Jordan: farmers dump tomato in street to protest low prices

Closure of Syrian, Iraqi markets worsened farmers plight

02 February, 17:25

    Tomato prices have plunged in Jordan following the shutdown of traditional markets like Syria and Iraq due to the ongoing wars Tomato prices have plunged in Jordan following the shutdown of traditional markets like Syria and Iraq due to the ongoing wars

    AMMAN - About 2000 farmers from south Jordan dumped thousands of tonnes of tomato in the streets to protest low prices and absence of support to export abroad, activists and farmers said today.
    The farmers from the southern Jordan followed footsteps of hundreds of other farmers in the Jordan valley, the kingdoms fruit and vegetable basket, who have been angered by the extremely low price of tomato.
    President of the Jordan Exporters and Producers Association for Fruit and Vegetables Zuhair Jweihan described the situation as disastrous.
    "The government must take an action.
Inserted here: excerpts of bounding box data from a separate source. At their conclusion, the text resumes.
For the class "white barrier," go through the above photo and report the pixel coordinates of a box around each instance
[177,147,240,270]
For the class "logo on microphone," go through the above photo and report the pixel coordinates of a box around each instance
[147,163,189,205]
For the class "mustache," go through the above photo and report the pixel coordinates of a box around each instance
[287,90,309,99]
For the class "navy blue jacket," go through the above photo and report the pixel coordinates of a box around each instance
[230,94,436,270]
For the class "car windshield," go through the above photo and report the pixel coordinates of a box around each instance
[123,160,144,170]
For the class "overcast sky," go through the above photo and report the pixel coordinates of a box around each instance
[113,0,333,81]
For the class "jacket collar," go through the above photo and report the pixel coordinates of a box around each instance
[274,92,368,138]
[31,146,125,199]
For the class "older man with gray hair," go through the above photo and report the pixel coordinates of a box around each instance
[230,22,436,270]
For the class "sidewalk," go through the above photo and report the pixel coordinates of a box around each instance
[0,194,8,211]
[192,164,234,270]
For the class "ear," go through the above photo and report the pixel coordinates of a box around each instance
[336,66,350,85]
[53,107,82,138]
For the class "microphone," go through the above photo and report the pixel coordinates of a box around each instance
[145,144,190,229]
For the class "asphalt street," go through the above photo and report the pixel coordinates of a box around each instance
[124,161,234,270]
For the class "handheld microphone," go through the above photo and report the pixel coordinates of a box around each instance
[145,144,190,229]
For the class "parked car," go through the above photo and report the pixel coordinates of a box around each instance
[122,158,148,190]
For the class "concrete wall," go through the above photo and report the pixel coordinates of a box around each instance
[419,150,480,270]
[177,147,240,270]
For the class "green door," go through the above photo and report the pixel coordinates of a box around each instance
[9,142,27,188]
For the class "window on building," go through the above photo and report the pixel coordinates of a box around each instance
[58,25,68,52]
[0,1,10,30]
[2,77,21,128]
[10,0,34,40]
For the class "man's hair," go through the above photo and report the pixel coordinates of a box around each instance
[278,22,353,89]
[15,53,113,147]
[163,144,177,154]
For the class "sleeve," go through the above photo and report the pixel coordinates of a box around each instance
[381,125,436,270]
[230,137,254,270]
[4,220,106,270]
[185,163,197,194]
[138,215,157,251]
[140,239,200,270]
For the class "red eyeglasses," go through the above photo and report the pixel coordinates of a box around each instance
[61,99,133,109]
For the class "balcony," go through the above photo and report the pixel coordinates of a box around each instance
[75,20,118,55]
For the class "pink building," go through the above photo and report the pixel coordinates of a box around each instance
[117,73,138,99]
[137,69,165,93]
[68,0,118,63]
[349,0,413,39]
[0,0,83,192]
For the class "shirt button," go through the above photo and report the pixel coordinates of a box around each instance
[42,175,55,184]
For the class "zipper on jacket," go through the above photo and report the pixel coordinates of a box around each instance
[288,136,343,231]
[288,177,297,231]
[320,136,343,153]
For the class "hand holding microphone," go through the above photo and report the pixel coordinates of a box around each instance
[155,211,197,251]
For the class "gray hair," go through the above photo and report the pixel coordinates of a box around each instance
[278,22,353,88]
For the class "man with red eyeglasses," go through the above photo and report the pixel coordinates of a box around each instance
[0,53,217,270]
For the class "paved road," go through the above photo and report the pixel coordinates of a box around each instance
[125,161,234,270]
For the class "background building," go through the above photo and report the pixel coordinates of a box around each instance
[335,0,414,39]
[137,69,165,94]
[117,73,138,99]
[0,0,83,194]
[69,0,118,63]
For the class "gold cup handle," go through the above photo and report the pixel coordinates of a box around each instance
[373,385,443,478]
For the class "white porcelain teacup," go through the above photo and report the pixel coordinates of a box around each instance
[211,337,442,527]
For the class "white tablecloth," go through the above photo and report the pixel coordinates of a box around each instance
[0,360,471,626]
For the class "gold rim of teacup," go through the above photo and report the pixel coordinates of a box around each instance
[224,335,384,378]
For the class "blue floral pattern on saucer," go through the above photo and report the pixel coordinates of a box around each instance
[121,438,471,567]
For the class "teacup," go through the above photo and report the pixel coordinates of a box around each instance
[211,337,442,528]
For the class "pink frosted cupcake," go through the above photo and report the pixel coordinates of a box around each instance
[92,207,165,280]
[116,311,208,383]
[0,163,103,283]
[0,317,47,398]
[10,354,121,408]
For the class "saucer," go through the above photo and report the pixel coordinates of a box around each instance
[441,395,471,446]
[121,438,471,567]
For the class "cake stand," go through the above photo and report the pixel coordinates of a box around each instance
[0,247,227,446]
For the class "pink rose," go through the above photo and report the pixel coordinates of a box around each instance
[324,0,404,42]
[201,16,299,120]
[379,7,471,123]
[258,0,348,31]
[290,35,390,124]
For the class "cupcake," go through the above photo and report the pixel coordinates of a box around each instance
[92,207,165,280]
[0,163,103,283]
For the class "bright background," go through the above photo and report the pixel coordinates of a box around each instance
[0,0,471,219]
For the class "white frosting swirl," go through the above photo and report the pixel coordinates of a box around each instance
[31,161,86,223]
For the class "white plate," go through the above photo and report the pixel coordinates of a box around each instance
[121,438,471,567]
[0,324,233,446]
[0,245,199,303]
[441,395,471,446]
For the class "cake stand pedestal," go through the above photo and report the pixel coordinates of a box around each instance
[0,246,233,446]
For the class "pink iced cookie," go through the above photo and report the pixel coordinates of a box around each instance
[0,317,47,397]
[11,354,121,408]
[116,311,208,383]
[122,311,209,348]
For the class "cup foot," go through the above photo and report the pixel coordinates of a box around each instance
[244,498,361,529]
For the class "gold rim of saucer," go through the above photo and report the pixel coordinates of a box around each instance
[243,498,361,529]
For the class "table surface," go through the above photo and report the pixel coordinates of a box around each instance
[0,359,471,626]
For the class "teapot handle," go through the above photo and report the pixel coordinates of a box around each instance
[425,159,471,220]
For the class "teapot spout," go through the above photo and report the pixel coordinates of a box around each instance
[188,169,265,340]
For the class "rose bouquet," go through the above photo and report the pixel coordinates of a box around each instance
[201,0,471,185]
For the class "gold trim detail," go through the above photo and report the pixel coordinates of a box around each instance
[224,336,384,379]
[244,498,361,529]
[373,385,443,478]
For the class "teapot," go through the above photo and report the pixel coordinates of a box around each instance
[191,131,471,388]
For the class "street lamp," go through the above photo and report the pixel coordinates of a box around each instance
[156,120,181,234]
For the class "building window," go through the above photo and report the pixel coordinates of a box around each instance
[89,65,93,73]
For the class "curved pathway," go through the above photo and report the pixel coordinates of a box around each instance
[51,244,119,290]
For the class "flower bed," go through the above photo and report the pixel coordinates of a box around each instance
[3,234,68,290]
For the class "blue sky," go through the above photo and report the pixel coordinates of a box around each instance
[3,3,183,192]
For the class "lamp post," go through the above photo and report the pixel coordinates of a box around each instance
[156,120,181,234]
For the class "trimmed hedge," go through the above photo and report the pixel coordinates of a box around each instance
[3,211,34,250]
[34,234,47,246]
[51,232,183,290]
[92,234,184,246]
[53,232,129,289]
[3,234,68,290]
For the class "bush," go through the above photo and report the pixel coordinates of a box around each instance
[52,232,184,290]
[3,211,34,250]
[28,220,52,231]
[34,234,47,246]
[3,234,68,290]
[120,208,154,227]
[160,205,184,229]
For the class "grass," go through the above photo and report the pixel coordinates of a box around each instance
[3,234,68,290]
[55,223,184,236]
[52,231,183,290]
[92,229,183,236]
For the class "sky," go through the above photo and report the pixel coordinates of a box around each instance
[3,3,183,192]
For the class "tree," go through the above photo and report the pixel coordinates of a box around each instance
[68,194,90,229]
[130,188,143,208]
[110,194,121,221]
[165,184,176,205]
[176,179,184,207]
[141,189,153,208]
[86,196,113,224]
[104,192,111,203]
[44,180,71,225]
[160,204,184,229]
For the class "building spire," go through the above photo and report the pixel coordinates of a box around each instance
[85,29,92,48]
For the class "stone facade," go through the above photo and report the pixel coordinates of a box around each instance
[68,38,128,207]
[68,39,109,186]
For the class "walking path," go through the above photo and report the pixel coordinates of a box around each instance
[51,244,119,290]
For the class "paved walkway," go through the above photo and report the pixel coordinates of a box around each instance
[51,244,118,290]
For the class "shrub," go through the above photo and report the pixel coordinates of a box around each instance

They should help us market our prodcuts or we are facing a serious catastrophe," he told ANSA by phone.
    Central market price of a box of tomato has been hovering around JD 0.32 TO JD 0.50, or less than one US dollar, he said, warning that thousands of farmers will go bankrupt unless prices improve.
    Jordan has lost its traditional markets such as Syria, Iraq, Turkey and Lebanon due to the civil wars and difficulty of finding safe routs for the products. The oil rich gulf states place sever restrictions on importing vegetables from Jordan.
    Syrian and Iraqi markets used to consume 400,000 tonnes of tomatoes per year.
    Official figures show that local production of tomatoes stands at 1,000 tonnes daily, but daily consumption is no more than 400 tonnes. Jordan is one of the top 10 countries in the world in producing and exporting tomatoes, representing 65 percent of exported agricultural produce.